Rough day yesterday. Certain people decided I am the source of all their problems, and became irretrievably illogical and mean about it -- then, as the day wore on, called four other people in my agency (including my boss and the director) to complain to them about it. That set off a numbing chain of protocol I'm still dealing with today. And that's just a taste of what my week had been like so far.
So, I snuck out the door a few minutes early and bolted for home through a torrential downpour. By the grace of God, it was sunny and dry near my house. Broke the land speed record changing into my kit, threw a couple extra pounds of air into the tires, and mounted up and rode outta there like John Wayne after the bad guys.
I try to compensate for my non-living-wage salary, overlong car commute, and the non-profit version of corporate helplessness and anonymity, by focusing on the good that I can help people do for themselves, and the sense of mutual appreciation I have with my co-workers. When those turn into accusations and power struggles, where can I turn? Last night, it was the bike. Iit did the job -- mostly.

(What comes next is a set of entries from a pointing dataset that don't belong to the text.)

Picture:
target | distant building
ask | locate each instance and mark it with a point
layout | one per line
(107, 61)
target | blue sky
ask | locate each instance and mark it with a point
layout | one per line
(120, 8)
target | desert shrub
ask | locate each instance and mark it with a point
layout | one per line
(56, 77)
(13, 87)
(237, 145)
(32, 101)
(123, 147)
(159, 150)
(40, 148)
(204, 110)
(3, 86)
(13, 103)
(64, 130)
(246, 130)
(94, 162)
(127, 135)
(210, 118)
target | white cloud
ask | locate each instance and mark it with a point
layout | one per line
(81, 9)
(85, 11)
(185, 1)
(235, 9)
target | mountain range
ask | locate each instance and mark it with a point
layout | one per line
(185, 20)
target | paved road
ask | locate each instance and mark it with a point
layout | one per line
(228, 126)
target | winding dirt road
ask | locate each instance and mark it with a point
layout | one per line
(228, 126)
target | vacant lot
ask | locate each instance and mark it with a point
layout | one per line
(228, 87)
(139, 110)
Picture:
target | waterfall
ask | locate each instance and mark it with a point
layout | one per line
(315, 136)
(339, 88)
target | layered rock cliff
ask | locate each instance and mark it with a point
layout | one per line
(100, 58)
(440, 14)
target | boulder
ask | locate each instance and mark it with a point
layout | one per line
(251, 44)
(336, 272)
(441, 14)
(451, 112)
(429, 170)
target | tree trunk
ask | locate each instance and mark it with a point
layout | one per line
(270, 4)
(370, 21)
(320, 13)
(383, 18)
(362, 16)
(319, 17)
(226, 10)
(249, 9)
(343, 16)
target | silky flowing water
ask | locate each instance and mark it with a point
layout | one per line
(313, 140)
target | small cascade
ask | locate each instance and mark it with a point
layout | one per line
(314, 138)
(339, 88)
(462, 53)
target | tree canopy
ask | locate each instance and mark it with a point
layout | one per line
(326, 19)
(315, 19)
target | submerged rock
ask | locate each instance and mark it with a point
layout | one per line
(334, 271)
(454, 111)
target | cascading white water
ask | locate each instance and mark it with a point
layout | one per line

Long 10-minute intervals over singletrack and the roads by the river with the Vaya had me fully inhabiting my body and letting the flywheel of my mind disconnect and spin freely in the background. I wasn't in a great mood when I got back, but I'd felt strong for an hour, strong and capable. That beats a glass of any bourbon you care to name.
Today, it's back to the salt mine -- but the muscle-memory of capability is in my cells. It's helping, a little bit.